It is known in connection with subterranean galleries or tunnels to coat the excavated wall with a layer of concrete, to protect ducts and the like with concrete coating and in general to provide a surface to be concreted with a coating of the flowable concrete mixture which ultimately hardens to form a concrete layer on this surface.
The concrete generally consists of hydraulic cement, an aggregate, a filler which is usually a more finely divided mineral matter than the aggregate which can be gravel or crushed rock, additives of various kinds, e.g. metal fibers or synthetic resins serving to reinforce or reduce the density of the concrete mass, or materials serving to accelerate setting or otherwise control the setting time, and water in a permeable and sprayable concrete mixture.
In current practice, the concrete mixture is pumped to a spray head which has a nozzle from which a jet of the concrete can emerge and which is equipped with means connecting that nozzle to a source of compressed air, also referred to as driving air, which assists in propelling the composition in the form of a spray from the nozzle and permits the particles of that spray to collect on the surface to be coated or concreted.
The concrete pump supplies the flowable concrete mixture at a predetermined volume flow rate to the nozzle and the driving air source supplies the driving air at a pressure of generally several bars to the nozzle.
When reference is made herein to a filler, we intend to so identify finely divided fillers commonly used in spray concretes, especially fly ash. As noted, the additives when they are used, can be setting accumulators or setting retarders. They can include synthetic resins or even synthetic resin components which can polymerize in situ to serve to modify the structure of the applied concrete or to promote some favorable characteristic or reduce some unfavorable characteristic of the hardenable composition.

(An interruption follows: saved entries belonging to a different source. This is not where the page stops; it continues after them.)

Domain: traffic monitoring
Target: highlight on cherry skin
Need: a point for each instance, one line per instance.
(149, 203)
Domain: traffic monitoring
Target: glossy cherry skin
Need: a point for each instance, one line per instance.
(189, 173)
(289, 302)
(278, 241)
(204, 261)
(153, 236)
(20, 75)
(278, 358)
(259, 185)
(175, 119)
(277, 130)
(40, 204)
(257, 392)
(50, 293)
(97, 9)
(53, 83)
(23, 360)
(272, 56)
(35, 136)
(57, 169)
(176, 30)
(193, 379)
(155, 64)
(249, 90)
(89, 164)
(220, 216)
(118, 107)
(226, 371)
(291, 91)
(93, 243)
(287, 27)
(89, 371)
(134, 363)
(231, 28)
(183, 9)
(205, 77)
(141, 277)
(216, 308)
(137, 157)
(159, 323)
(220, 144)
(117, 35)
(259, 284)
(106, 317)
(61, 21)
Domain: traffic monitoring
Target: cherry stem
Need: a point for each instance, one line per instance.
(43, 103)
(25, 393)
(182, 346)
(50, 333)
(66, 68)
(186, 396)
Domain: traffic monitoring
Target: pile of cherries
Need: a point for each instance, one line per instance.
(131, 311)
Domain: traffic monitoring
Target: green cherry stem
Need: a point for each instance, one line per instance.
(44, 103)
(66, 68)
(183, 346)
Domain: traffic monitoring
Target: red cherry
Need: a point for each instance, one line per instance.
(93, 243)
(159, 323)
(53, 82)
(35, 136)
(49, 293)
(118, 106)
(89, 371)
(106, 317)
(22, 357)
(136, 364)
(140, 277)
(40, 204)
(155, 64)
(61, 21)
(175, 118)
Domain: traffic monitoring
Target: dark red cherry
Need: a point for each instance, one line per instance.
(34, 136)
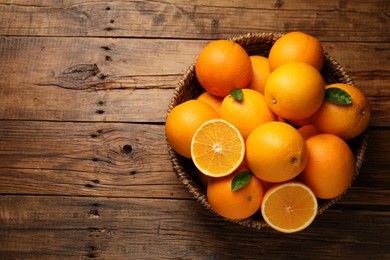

A reference to the driving pressure herein will be understood to mean the static pressure of the driving air supplied by the compressed air source and delivered to the inlet for the driving air of the spray head and thus the static pressure at the entry to the latter.
While such systems have been used in the past to considerable advantage, both the methods and the apparatuses which have been employed leave much to be desired. For example, the setting time is relatively high. To render the composition both permeable and sprayable, it is frequently necessary to include in the composition excess water, i.e. water which does not participate in the hydration reaction which the concrete composition undergoes for setting. The excess water has been found to delay the setting time and this, in turn, has an adverse influence on the thickness in which the composition can be applied in a single spray pass and on the overall thickness of the concrete layer which be applied to surface.
To reduce the setting time, it is known to admix water glass. to the concrete composition and this is generally done upon make up of the original composition.
Water glass, however, has the drawback that it is an additive which promotes a chemical hardening process which must be superimposed on the usual hydration reaction which the composition is to undergo. It tends to raise the pH value of the fresh concrete significantly above its normal pH of 12.6 and to promote undesirable alkali silicate reactions which tend to reduce the strength of the setting concrete as a function of time, i.e. limits the fast-hardening strength of the concrete.
From United Kingdom patent specification No. 2,020,722 it is known to add silica dust to a spray concrete composition.
Silica dust is defined as a dust-fine particulate of amorphous or colloidal silica which is usually fabricated as precipitation silicic acid or by high temperature hydrolysis and can be distinguished because of its amorphous character from crystalline sands otherwise known as quartz sands or silica sands.
In this system, the cement composition in the form of a flowable mixture of the hydraulic cement, possibly fine-grained fillers and water, can be latter mixed with the dry aggregate. The silica dust is introduced into the flowable mixture. The early contact of the silica dust with water and the long time between the introduction of the silica dust into the mixture and emplacement of the concrete here practically ensures that no significant effect of the adsorption heat will contribute to promotion of a setting reaction. Indeed the reference does not even mention internal surface area or specific surfaces of the silica dust.
As a consequence, the silica powder does not materially affect the setting time although it does contribute to an increased strength of the setting concrete. Presumably the silica powder reacts with calcium hydroxide of the composition to form calcium silicate hydrates which favorably affect the crystal structure of the concrete when it is set.